そう言った結愛の目は、花火より先に輝いていた。



【19:10〜19:30|早乙女玲奈】


屋台通りを抜け、少しだけ人の少ない橋の上へ。


「蓮くん、ここ風が気持ちいいでしょ?」


「早乙女さん、慣れてるな。花火大会の回り方」


「そりゃあもう。今日のために何度もシミュレーションしたし!」


玲奈は得意げに笑ってから、少しだけ顔を伏せた。


「……でもさ、今日の“2人で”って時間、あたしにとってはほんとに貴重だったんだ」


「……そっか」


「だからさ。次に誰かと過ごすとき、ちょっとでも“あたしのこと、思い出した”ってなってたら、それでいいかなって」


一瞬の風が、2人の間をすり抜けていった。



【19:30〜19:50|志賀 楓】


駅前に戻る手前の静かな坂道。


「せんぱい……あの、20分、ちゃんと使わせてもらいますっ」


「うん。志賀さんの話、聞かせて」


「わたし……まだ“好き”って言ってません。

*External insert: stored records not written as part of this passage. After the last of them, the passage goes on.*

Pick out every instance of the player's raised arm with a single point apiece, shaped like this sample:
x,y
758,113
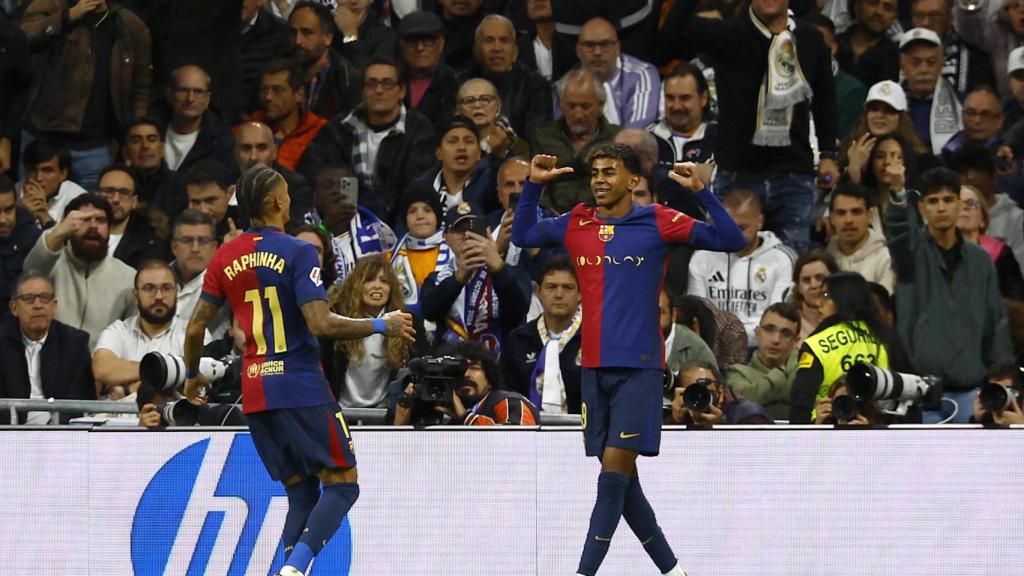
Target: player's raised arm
x,y
721,233
528,231
325,324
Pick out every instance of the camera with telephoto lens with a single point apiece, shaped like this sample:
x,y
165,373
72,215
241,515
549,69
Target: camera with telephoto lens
x,y
699,397
895,391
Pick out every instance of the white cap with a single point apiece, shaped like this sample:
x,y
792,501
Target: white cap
x,y
889,92
919,35
1016,59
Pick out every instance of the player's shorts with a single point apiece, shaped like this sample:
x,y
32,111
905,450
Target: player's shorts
x,y
622,408
302,441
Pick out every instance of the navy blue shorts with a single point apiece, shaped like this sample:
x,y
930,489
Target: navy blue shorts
x,y
302,441
622,408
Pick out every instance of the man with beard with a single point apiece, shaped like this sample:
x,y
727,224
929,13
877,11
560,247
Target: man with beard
x,y
333,84
132,239
479,399
155,328
93,287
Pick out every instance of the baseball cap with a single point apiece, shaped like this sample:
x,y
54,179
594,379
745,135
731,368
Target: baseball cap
x,y
889,92
919,35
420,24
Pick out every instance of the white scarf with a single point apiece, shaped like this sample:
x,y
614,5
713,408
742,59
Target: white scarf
x,y
782,86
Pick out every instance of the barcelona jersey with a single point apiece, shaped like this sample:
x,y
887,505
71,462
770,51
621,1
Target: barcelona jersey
x,y
266,276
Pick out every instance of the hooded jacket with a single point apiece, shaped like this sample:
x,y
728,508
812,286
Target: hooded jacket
x,y
744,286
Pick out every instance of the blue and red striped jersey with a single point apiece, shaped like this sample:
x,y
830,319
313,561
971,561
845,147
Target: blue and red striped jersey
x,y
266,276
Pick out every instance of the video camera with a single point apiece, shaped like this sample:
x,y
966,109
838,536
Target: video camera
x,y
895,391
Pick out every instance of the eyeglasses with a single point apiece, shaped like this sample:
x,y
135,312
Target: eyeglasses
x,y
152,289
771,330
203,241
45,297
483,99
110,192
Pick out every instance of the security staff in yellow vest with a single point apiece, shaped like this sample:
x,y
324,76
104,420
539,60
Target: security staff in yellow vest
x,y
851,331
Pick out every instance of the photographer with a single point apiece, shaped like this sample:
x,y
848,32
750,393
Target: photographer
x,y
476,398
726,407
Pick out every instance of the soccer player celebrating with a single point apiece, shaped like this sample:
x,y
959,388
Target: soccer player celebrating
x,y
272,283
619,251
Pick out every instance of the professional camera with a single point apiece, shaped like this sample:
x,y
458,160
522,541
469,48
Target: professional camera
x,y
896,392
996,398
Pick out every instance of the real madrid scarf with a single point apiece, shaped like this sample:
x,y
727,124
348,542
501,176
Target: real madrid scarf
x,y
782,86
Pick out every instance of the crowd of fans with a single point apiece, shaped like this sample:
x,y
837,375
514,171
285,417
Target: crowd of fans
x,y
869,151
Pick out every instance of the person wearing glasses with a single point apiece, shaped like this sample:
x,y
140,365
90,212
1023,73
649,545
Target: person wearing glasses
x,y
132,238
40,357
767,379
851,331
156,328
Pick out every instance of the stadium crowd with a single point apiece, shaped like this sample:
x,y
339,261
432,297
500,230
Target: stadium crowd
x,y
870,151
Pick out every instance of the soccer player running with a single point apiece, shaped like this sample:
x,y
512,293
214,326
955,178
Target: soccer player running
x,y
619,251
272,283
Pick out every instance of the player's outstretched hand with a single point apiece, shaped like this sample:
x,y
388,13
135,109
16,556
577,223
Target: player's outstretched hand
x,y
196,389
543,170
399,324
685,174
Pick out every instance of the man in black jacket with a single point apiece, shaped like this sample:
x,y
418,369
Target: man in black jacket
x,y
762,149
39,357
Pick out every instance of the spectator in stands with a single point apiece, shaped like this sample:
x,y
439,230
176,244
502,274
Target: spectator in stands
x,y
581,128
15,85
422,250
949,312
481,399
855,245
749,281
254,144
41,358
525,95
355,231
195,132
502,292
462,176
934,105
762,148
97,77
47,188
431,86
156,328
132,239
851,331
387,145
143,150
478,99
17,234
282,99
973,224
364,34
542,357
850,91
210,190
264,37
361,369
333,84
727,408
633,85
983,122
193,244
808,286
93,286
865,49
967,67
767,379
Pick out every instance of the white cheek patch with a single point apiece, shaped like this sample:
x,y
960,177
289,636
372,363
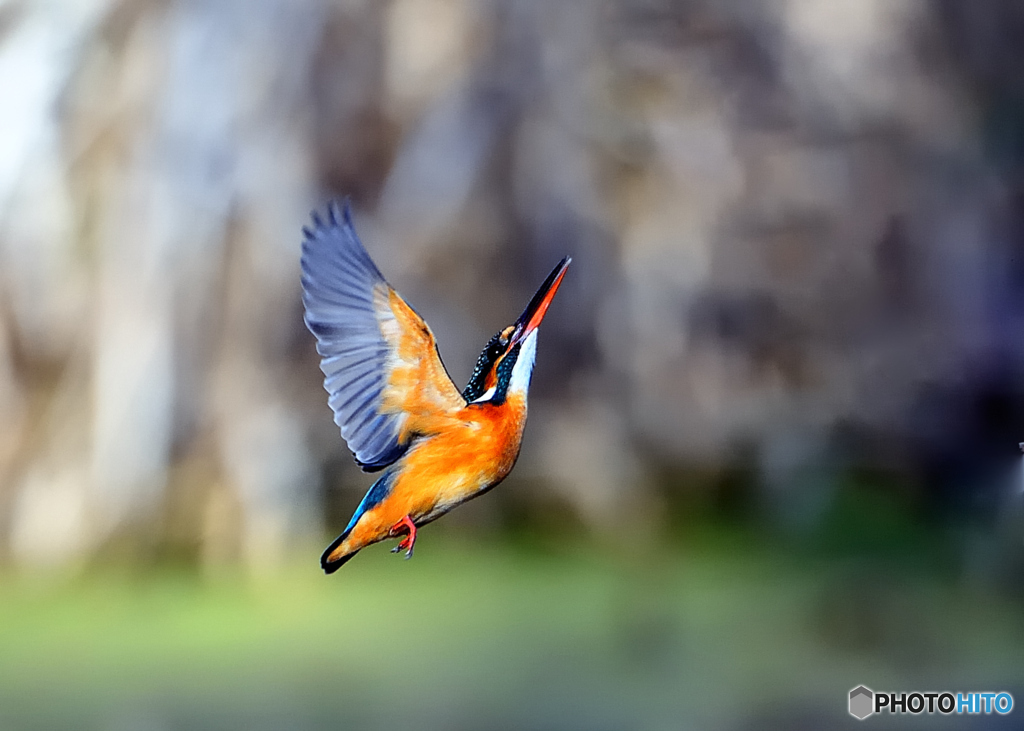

でも、今日せんぱいと歩きたくて、この浴衣も、自分で選びました」


「……似合ってるよ」


「うっ……! や、やっぱり……言われると、すごくうれしいです……!」


楓は顔を真っ赤にして、それでも勇気を出して続けた。


「せんぱいと過ごせた20分、私にとっては、今までで一番、大事な時間でした」



【20:00〜|全員】


再集合した5人は、川沿いの観覧スペースに腰を下ろす。


咲が右、楓が左、その後ろに玲奈と結愛。


そして――夜空に、花火の第一発が咲いた。


色とりどりの閃光が広がり、誰もが空を見上げる。


花火は綺麗で、音は大きくて、だけど――

その横に誰がいるかで、夜の記憶の色は変わる。


今夜、それぞれの“20分”は

きっと、誰にとっても一生忘れられない時間になった。